Light rail supporters, however, say that component is necessary to get federal transit funds for the project. Three Democratic lawmakers from Vancouver wrote Washington Gov. Jay Inslee earlier this month backing the construction project, including light rail.

Opposition to the project goes beyond light rail. Critics of government spending question the cost of the project and neighborhood groups worry about the impact of pollution and congestion at other chokepoints on Interstate 5.

Still, there are powerful supporters, including the governors of Oregon and Washington and the mayor of Vancouver. Business groups are eager to speed the flow of freight through the I-5 corridor. And unions are looking forward to thousands of construction jobs.

"We've all got a responsibility to help future generations, our children, their children, just as we are benefiting from the infrastructure investments" made by earlier generations, said Democratic Rep. Tobias Read of Beaverton, one of the project's chief proponents. "We are coasting, in many ways, on the fumes of the investments that they made."

The existing bridges are a chokepoint for traffic on I-5 and are vulnerable to damage in a major earthquake. Severe traffic snarls are common when a section is lifted to allow tall river traffic to pass.

The $3.4 billion project would include two new double-decker bridges with five travel lanes in each direction — up from three — and space for pedestrians, bicyclists and light-rail trains. Oregon and Washington are each responsible for $450 million, with the federal government and toll revenue paying the rest.

Oregon lawmakers voted to sell bonds to cover the state's share of the project cost as long as certain conditions are met, including approval of funding from Washington state and the federal government and a U.S. Coast Guard permit.


Previous version of this story.

SALEM, Ore. (AP) — The Oregon House on Monday approved $450 million in bonds to help pay for new Interstate 5 and light-rail bridges connecting Portland and Vancouver across the Columbia River.

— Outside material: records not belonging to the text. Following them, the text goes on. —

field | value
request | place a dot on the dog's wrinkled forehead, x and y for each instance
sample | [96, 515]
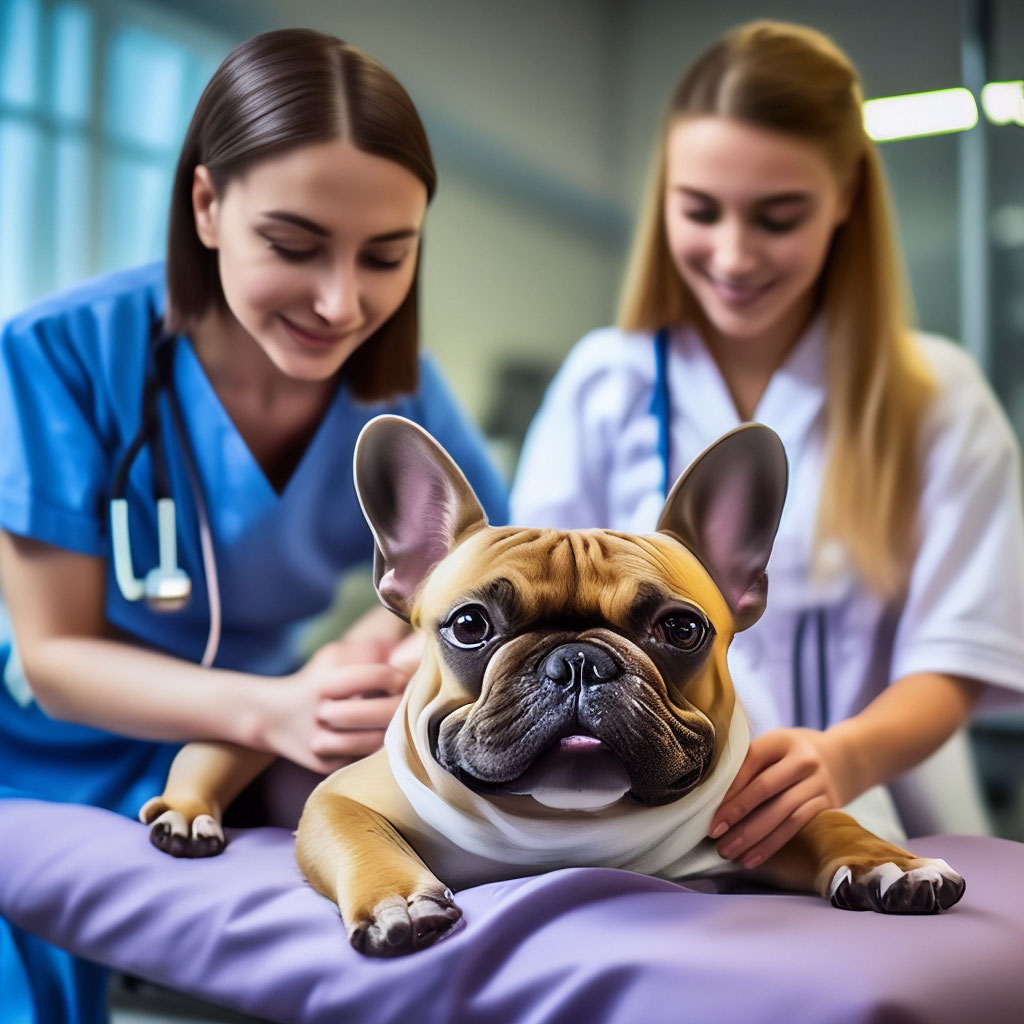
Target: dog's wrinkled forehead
[592, 574]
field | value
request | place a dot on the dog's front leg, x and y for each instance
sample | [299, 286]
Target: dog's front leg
[843, 861]
[389, 900]
[204, 779]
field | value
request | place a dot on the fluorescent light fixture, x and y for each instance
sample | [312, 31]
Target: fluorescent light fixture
[920, 114]
[1004, 102]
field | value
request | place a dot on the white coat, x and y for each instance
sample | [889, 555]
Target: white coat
[821, 651]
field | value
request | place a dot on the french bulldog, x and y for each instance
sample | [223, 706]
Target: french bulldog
[572, 707]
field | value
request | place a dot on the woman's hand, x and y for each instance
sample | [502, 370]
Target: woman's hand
[336, 708]
[787, 777]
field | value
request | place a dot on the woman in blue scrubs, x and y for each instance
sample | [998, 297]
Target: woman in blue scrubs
[286, 316]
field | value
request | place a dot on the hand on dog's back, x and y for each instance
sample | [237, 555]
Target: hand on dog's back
[336, 708]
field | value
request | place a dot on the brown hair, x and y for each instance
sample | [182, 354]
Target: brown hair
[791, 79]
[271, 93]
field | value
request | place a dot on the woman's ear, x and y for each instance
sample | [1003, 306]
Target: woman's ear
[206, 206]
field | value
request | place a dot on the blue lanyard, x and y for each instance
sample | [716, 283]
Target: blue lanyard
[659, 406]
[660, 410]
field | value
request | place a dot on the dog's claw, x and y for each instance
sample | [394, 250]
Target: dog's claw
[929, 888]
[399, 926]
[172, 834]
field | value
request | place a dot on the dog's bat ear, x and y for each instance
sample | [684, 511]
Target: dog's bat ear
[417, 502]
[726, 508]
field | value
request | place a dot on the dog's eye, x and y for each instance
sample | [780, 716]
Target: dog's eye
[468, 627]
[681, 629]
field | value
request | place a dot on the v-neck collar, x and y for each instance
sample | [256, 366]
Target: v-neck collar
[795, 394]
[211, 423]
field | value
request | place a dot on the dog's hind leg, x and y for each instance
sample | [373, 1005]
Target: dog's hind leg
[389, 900]
[204, 779]
[840, 859]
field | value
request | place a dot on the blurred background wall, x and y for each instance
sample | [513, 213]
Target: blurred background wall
[542, 116]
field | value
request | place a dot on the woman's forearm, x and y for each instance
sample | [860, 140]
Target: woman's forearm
[137, 692]
[900, 727]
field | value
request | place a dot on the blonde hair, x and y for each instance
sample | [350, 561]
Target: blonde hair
[796, 81]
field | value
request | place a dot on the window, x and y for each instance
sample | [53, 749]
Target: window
[94, 100]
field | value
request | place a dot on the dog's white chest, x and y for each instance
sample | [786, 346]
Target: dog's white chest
[669, 841]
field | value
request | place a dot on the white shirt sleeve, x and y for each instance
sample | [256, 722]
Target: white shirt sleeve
[964, 612]
[565, 473]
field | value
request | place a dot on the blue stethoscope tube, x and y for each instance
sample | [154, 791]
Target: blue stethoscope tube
[660, 408]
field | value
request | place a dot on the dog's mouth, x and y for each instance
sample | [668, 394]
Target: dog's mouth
[577, 772]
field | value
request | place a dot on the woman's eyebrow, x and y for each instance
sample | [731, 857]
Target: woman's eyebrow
[294, 218]
[318, 229]
[401, 232]
[774, 199]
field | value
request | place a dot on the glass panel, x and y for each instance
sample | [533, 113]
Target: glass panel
[20, 151]
[71, 70]
[19, 44]
[73, 252]
[135, 195]
[144, 88]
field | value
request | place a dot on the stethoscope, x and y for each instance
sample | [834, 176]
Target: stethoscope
[166, 587]
[660, 409]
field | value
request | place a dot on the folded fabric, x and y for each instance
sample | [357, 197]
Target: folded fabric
[605, 946]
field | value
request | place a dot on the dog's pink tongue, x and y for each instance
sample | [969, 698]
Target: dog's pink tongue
[580, 774]
[580, 743]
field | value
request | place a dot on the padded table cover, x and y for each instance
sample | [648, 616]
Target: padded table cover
[243, 930]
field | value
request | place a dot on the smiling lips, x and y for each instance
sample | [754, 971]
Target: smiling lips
[312, 339]
[736, 293]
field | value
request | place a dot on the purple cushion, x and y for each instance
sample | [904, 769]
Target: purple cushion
[244, 930]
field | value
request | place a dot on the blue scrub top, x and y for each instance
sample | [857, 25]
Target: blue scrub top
[71, 385]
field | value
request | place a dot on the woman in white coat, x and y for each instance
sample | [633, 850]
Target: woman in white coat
[765, 285]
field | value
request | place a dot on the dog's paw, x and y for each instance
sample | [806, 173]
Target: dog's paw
[927, 886]
[173, 834]
[398, 926]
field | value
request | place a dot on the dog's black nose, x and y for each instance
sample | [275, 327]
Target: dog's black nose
[581, 664]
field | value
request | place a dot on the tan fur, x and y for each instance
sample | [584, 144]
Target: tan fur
[363, 845]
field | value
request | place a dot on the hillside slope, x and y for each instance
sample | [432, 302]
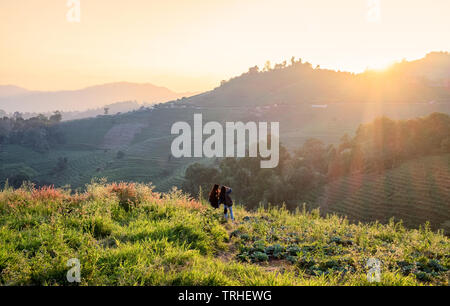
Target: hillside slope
[416, 192]
[125, 234]
[87, 98]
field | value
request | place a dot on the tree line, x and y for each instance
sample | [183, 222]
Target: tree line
[39, 132]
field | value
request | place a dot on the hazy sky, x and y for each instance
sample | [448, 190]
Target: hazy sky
[190, 45]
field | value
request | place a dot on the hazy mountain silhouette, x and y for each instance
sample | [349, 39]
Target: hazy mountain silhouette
[14, 98]
[11, 90]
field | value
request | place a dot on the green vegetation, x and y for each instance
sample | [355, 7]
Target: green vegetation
[415, 192]
[127, 234]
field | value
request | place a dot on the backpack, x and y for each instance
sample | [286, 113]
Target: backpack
[214, 201]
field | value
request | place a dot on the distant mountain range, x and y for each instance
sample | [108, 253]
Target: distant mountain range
[13, 98]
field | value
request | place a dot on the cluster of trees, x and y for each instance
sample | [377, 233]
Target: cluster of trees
[376, 146]
[39, 132]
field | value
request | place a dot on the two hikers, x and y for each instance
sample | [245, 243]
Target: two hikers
[217, 197]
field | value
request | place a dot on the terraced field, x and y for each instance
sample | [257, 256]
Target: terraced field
[416, 192]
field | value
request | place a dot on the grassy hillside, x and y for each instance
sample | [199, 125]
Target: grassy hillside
[91, 153]
[126, 234]
[416, 192]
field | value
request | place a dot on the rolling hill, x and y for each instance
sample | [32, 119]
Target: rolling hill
[415, 192]
[288, 95]
[170, 239]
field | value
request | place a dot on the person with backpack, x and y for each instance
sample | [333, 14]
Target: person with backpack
[225, 199]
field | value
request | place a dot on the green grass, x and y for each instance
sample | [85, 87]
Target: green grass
[416, 192]
[126, 234]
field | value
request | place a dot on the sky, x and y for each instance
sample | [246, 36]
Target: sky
[191, 45]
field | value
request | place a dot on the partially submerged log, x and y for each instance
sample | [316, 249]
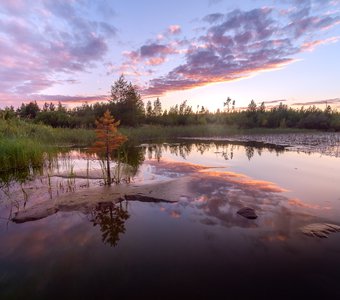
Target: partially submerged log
[321, 230]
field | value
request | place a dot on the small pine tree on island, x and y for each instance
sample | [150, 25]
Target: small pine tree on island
[107, 139]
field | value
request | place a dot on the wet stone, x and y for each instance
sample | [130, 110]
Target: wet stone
[247, 212]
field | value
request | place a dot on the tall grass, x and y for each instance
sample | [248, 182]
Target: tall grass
[24, 146]
[45, 134]
[163, 133]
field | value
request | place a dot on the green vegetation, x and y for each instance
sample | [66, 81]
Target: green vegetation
[165, 133]
[30, 131]
[24, 146]
[107, 139]
[125, 105]
[19, 129]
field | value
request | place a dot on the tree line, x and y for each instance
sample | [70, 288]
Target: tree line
[126, 105]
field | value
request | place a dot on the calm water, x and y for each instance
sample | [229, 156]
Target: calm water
[197, 246]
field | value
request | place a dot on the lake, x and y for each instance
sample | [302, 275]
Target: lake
[171, 228]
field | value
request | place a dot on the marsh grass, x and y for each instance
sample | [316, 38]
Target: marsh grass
[164, 133]
[45, 134]
[25, 147]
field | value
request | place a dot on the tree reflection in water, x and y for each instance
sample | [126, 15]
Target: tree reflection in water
[111, 219]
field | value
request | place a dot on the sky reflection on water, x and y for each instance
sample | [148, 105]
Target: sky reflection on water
[196, 247]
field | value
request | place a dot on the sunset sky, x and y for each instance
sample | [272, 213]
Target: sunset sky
[202, 51]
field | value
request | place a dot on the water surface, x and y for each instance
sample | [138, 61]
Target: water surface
[197, 246]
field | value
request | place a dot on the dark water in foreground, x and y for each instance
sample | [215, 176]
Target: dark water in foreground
[194, 248]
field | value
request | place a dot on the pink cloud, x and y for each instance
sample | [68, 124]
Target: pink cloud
[174, 29]
[35, 51]
[241, 43]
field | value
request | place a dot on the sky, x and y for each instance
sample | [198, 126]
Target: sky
[202, 51]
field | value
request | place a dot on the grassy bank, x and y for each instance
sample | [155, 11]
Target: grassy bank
[17, 129]
[23, 146]
[160, 133]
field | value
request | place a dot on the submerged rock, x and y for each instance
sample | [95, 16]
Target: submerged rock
[247, 212]
[321, 230]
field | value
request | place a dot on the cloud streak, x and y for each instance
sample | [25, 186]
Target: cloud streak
[240, 43]
[44, 40]
[319, 102]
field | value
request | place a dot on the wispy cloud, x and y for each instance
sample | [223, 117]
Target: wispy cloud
[240, 43]
[41, 40]
[319, 102]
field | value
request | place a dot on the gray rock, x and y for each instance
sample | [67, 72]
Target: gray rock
[247, 212]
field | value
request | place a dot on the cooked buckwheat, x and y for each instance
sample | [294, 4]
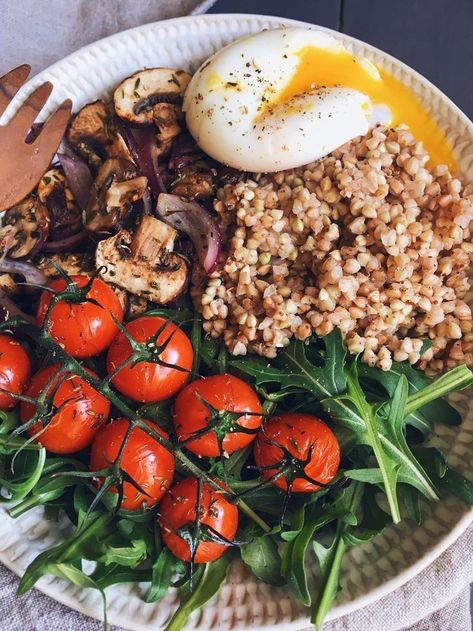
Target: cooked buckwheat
[370, 239]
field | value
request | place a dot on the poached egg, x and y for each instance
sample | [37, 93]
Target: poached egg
[282, 98]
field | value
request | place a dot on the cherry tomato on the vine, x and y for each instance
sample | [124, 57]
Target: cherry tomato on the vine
[214, 402]
[178, 510]
[149, 381]
[80, 411]
[147, 463]
[302, 441]
[86, 328]
[15, 370]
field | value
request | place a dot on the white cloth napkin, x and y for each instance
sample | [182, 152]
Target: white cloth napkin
[40, 32]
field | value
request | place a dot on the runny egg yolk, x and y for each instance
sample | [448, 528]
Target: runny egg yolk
[335, 67]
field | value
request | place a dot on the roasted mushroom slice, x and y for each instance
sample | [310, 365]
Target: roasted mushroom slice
[66, 216]
[72, 263]
[94, 135]
[137, 306]
[193, 184]
[31, 222]
[138, 98]
[115, 189]
[143, 263]
[7, 284]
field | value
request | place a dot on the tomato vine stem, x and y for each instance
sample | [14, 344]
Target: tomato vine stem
[44, 339]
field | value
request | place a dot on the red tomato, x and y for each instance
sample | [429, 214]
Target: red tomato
[83, 329]
[81, 411]
[225, 393]
[149, 464]
[178, 510]
[149, 382]
[15, 370]
[295, 439]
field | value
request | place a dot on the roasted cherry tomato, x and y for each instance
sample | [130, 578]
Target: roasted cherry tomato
[302, 441]
[81, 411]
[212, 402]
[178, 512]
[147, 381]
[86, 328]
[147, 462]
[15, 370]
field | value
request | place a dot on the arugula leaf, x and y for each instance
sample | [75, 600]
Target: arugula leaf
[382, 427]
[439, 411]
[53, 560]
[163, 569]
[293, 559]
[456, 379]
[448, 480]
[104, 576]
[27, 472]
[261, 555]
[293, 370]
[209, 584]
[330, 559]
[370, 434]
[411, 499]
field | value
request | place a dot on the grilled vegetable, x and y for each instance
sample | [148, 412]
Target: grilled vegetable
[115, 189]
[31, 223]
[139, 98]
[72, 263]
[94, 135]
[66, 216]
[143, 262]
[197, 222]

Lawmakers approved the funding despite complaints that it lacks a definitive revenue source to repay the bonds at a cost of about $28 million a year for three decades. Proponents say they'll use a federal highway fund windfall to cover the cost in the first three years and may seek a dedicated revenue source — like a hike in gas taxes or vehicle fees — as part of a large transportation package in 2015.

The House's 45-11 vote sends the measure to the Senate. Democratic Gov. John Kitzhaber is a strong supporter of the project and his spokesman, Tim Raphael, said the governor would sign the bill.

Oregon will be able to sell bonds only if Washington state comes up with its own $450 million share, the federal government puts up more than $1 billion and the U.S. Coast Guard issues a permit.

The $3.4 billion project would include two new bridges for vehicles, pedestrians, bicyclists and light rail trains, along with new freeway interchanges on both sides of the river. Project designs call for two double-decker bridges with 10 highway travel lanes in each direction, up from six. Portland's MAX light-rail trains would be extended to downtown Vancouver.

The existing bridges are a chokepoint for traffic on I-5 and are vulnerable to damage in a major earthquake. The project has strong support from business groups that hope to speed the flow of freight into and out of ports in Portland and the Puget Sound and from unions looking forward to new construction jobs.

Vocal critics include light rail opponents, neighborhood activists concerned about traffic and pollution, and anti-tax advocates who question the need for the project and its funding. Residents of some North and Northeast Portland neighborhoods fear the project will just move congestion to another I-5 choke point at the Rose Quarter near downtown. Residents of neighborhoods farther east fear tolls on the new bridges will divert traffic to Interstate 205, the only other Columbia River crossing point in metro Portland.

Light rail has been a particularly contentious flashpoint. The budget relies on federal transit funding, and the Obama administration is interested in the project in part because it includes multiple modes of transportation. But light rail critics say it's far too expensive.

Vancouver voters in November rejected a new sales tax to help pay for the light rail extension.